While councils all over the country are being urged to cut the size of allotment plots to accommodate the ever-expanding waiting list of potential growers, one village in Suffolk is facing the opposite problem.

Garden guru and former Ground Force presenter, Charlie Dimmock, recently suggested in a gardening magazine that traditional 250sq m allotment plots – originally intended to provide enough food to feed a family of four – should be divided into quarters to reduce waiting lists and provide more manageable plots for today’s busy modern gardener.

However, the allotment committee in Monks Eleigh, near Lavenham, has vacant plots and is struggling to find people willing to take them on, despite the low annual rental fee of just £15.

Secretary of the allotment committee, Jacques Forrest, who with his wife Angela has tended one of the plots for the past 15 years, said: “We used to have 12 full-sized allotments but we gave six of those back to the landowner because no-one was using them.
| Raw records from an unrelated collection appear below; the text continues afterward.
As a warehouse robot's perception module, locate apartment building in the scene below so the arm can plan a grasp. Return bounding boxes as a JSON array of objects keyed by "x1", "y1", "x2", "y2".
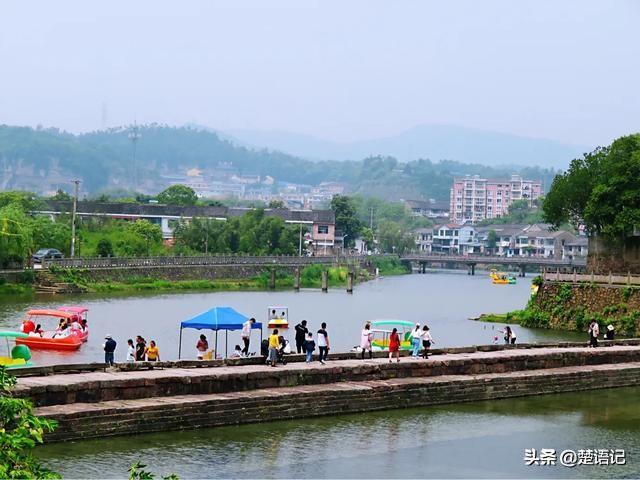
[{"x1": 449, "y1": 175, "x2": 542, "y2": 224}]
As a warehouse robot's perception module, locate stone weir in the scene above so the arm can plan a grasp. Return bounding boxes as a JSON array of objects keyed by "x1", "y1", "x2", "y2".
[{"x1": 23, "y1": 345, "x2": 640, "y2": 441}]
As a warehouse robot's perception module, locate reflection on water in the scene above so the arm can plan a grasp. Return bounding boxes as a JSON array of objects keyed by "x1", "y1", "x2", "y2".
[
  {"x1": 37, "y1": 387, "x2": 640, "y2": 478},
  {"x1": 0, "y1": 273, "x2": 584, "y2": 364}
]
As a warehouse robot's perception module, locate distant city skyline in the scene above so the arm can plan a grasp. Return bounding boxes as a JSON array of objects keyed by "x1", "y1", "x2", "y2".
[{"x1": 0, "y1": 0, "x2": 640, "y2": 145}]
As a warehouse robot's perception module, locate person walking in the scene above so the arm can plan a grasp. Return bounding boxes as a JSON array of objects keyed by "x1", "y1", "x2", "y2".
[
  {"x1": 389, "y1": 328, "x2": 400, "y2": 363},
  {"x1": 589, "y1": 320, "x2": 600, "y2": 348},
  {"x1": 318, "y1": 322, "x2": 329, "y2": 365},
  {"x1": 103, "y1": 335, "x2": 117, "y2": 367},
  {"x1": 196, "y1": 335, "x2": 209, "y2": 360},
  {"x1": 136, "y1": 335, "x2": 147, "y2": 362},
  {"x1": 360, "y1": 322, "x2": 373, "y2": 360},
  {"x1": 502, "y1": 325, "x2": 513, "y2": 345},
  {"x1": 422, "y1": 325, "x2": 433, "y2": 360},
  {"x1": 146, "y1": 340, "x2": 160, "y2": 362},
  {"x1": 411, "y1": 323, "x2": 422, "y2": 358},
  {"x1": 267, "y1": 328, "x2": 280, "y2": 367},
  {"x1": 127, "y1": 338, "x2": 136, "y2": 362},
  {"x1": 304, "y1": 332, "x2": 316, "y2": 363},
  {"x1": 295, "y1": 320, "x2": 309, "y2": 353},
  {"x1": 240, "y1": 318, "x2": 256, "y2": 357}
]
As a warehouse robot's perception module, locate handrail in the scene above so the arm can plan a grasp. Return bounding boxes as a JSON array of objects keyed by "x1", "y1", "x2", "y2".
[{"x1": 42, "y1": 255, "x2": 365, "y2": 269}]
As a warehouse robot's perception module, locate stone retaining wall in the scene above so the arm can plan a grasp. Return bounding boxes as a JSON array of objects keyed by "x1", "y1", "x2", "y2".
[
  {"x1": 17, "y1": 347, "x2": 640, "y2": 406},
  {"x1": 36, "y1": 363, "x2": 640, "y2": 442}
]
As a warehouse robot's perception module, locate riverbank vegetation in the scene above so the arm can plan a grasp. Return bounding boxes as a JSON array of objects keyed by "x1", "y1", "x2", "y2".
[{"x1": 46, "y1": 265, "x2": 360, "y2": 293}]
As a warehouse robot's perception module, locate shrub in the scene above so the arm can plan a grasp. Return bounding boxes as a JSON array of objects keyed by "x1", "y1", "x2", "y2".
[{"x1": 96, "y1": 238, "x2": 113, "y2": 257}]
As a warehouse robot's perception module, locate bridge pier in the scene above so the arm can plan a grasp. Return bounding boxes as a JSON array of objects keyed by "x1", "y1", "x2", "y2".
[
  {"x1": 293, "y1": 267, "x2": 300, "y2": 292},
  {"x1": 269, "y1": 268, "x2": 276, "y2": 290}
]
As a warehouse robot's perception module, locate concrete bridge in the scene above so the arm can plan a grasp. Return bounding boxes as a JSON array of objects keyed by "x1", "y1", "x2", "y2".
[
  {"x1": 42, "y1": 255, "x2": 371, "y2": 293},
  {"x1": 400, "y1": 253, "x2": 586, "y2": 277}
]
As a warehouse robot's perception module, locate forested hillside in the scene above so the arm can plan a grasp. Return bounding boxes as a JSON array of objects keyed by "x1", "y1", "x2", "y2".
[{"x1": 0, "y1": 125, "x2": 555, "y2": 200}]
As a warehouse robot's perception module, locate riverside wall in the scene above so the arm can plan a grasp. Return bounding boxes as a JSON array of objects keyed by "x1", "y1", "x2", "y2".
[
  {"x1": 534, "y1": 281, "x2": 640, "y2": 336},
  {"x1": 16, "y1": 341, "x2": 640, "y2": 441}
]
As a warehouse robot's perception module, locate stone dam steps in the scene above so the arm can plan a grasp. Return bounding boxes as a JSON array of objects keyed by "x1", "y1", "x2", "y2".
[
  {"x1": 36, "y1": 362, "x2": 640, "y2": 441},
  {"x1": 18, "y1": 341, "x2": 640, "y2": 441}
]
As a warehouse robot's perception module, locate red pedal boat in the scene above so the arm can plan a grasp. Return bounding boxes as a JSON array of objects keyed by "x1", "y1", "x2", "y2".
[{"x1": 16, "y1": 307, "x2": 89, "y2": 351}]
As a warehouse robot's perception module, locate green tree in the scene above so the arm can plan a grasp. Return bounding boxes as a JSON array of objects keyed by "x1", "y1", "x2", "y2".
[
  {"x1": 0, "y1": 366, "x2": 61, "y2": 479},
  {"x1": 158, "y1": 185, "x2": 198, "y2": 205},
  {"x1": 267, "y1": 200, "x2": 287, "y2": 209},
  {"x1": 127, "y1": 220, "x2": 162, "y2": 255},
  {"x1": 543, "y1": 134, "x2": 640, "y2": 238},
  {"x1": 51, "y1": 188, "x2": 73, "y2": 202},
  {"x1": 331, "y1": 195, "x2": 362, "y2": 247},
  {"x1": 0, "y1": 203, "x2": 33, "y2": 268}
]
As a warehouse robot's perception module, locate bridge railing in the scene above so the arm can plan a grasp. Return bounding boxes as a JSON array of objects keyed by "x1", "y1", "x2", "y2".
[
  {"x1": 42, "y1": 255, "x2": 364, "y2": 269},
  {"x1": 400, "y1": 253, "x2": 586, "y2": 267},
  {"x1": 542, "y1": 271, "x2": 640, "y2": 285}
]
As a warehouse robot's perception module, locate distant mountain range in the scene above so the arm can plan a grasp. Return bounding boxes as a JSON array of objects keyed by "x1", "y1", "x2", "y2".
[
  {"x1": 226, "y1": 125, "x2": 595, "y2": 168},
  {"x1": 0, "y1": 124, "x2": 564, "y2": 201}
]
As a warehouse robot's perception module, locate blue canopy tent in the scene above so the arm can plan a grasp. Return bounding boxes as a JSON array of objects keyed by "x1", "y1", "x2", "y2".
[{"x1": 178, "y1": 307, "x2": 262, "y2": 359}]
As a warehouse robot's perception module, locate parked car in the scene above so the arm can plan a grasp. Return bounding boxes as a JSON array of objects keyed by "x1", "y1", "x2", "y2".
[{"x1": 31, "y1": 248, "x2": 64, "y2": 263}]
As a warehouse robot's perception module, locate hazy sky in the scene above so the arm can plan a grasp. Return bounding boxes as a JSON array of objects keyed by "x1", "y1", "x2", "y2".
[{"x1": 0, "y1": 0, "x2": 640, "y2": 145}]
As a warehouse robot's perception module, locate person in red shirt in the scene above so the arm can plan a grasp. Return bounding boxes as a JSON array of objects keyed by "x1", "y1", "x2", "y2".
[
  {"x1": 389, "y1": 328, "x2": 400, "y2": 363},
  {"x1": 22, "y1": 318, "x2": 36, "y2": 333}
]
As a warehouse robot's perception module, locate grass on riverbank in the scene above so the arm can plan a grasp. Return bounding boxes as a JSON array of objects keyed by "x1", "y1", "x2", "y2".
[{"x1": 56, "y1": 265, "x2": 366, "y2": 293}]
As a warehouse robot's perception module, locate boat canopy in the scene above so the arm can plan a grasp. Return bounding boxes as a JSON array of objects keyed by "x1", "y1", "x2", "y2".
[
  {"x1": 27, "y1": 310, "x2": 76, "y2": 318},
  {"x1": 0, "y1": 330, "x2": 29, "y2": 338},
  {"x1": 180, "y1": 307, "x2": 262, "y2": 330},
  {"x1": 371, "y1": 320, "x2": 415, "y2": 327},
  {"x1": 58, "y1": 305, "x2": 89, "y2": 314}
]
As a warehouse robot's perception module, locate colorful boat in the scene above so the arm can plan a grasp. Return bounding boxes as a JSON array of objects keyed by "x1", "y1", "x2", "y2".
[
  {"x1": 267, "y1": 307, "x2": 289, "y2": 328},
  {"x1": 371, "y1": 320, "x2": 415, "y2": 351},
  {"x1": 0, "y1": 331, "x2": 31, "y2": 368},
  {"x1": 16, "y1": 310, "x2": 89, "y2": 351},
  {"x1": 58, "y1": 305, "x2": 89, "y2": 342},
  {"x1": 489, "y1": 270, "x2": 516, "y2": 285}
]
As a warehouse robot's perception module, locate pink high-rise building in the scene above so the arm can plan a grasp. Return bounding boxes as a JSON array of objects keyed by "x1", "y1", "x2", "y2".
[{"x1": 449, "y1": 175, "x2": 542, "y2": 224}]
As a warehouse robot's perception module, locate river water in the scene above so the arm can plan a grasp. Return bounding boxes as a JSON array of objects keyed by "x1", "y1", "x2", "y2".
[
  {"x1": 0, "y1": 272, "x2": 584, "y2": 365},
  {"x1": 36, "y1": 387, "x2": 640, "y2": 479}
]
Of the remaining six, only three are being used.

“In the spring, the parish council spent a lot of money turning them back into cultivated pieces of land. A couple of people paid the rent but we haven’t seen them since.”

According to Mr Forrest, a number of factors could be deterring potential green-fingered members of the community from committing to an allotment. He said TV gardening shows with beautifully manicured plots, managed by an army of ‘off camera’ extras, gave people an unrealistic idea of how much hard work is involved in creating and maintaining a vegetable garden.

He continued: “Every time we see Monty Don going into his garden, it looks immaculate but you don’t get a garden like that without a lot of hard work.

“The site owners in Monks Eleigh don’t want us to have sheds or buildings on the allotments and there isn’t a tap up there for water so maybe that is putting people off. But it is on a bed of clay and there are springs up the hill so it doesn’t need too much watering.”

Mr Forrest, who heartily recommends allotment growing, said the committee would be willing to subdivide the plots into thirds or quarters to attract tenants.

He added: “Having an allotment is a great way of getting out into the fresh air and it’s good exercise. Any vegetables you grow taste so much better than the produce you buy in the shops because you can get it from the garden to the pan in less than an hour.”

Meanwhile by contrast in Sudbury, town clerk Jacqui Howells said allotments had been cut into halves or thirds to reduce the waiting list, which at one time had 60 people on it. She added: “Although the allotments were traditionally used to feed whole families, gardening is more of a healthy pastime now so gardeners don’t need such big plots.”